SA51C-2430
Performance Characterization of the Atmospheric Velocity Imaging Detector (AVID)

Friday, 18 December 2015
Poster Hall (Moscone South)
James D Gardiner, Space Dynamics Laboratory, North Logan, UT, United States
Abstract:
Central to the improvement of upper atmospheric models is a dramatic expansion in current understanding of the coupling and dynamics within the Ionosphere / Thermosphere (IT) system. Conventional in situ measurement techniques using energy scanning and analog current detection are limited by poor sensitivity and have produced incomplete datasets. The Atmospheric Velocity Imaging Detector (AVID) overcomes the limitations of current instruments through the use of two orthogonally mounted Imaging Dispersive Energy Analyzers (IDEAs) which share a single pulse-counting ion detector. The second-generation IDEA design uses inexpensive and lightweight printed circuit boards, with parallel exposed copper traces connected via resistors to generate a highly uniform deflection field. This arrangement allows AVID to make accurate and sensitive in situ measurements of neutral wind / ion drift velocities, temperature, density, and composition, with no voltage scanning required.

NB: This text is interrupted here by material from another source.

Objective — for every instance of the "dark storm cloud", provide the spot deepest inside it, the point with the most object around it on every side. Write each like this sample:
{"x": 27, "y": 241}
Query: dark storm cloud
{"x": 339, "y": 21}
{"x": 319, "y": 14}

We present results from the development progress of AVID, through laboratory testing and characterization of an individual IDEA unit when exposed to angle-resolved hypervelocity ion beams emulating 4.7 eV O and 8.2 eV N2. Through these measurements, the projected performance of the AVID system and recently developed image processing algorithms are compared against SIMION ion trajectory calculations and Monte Carlo simulations.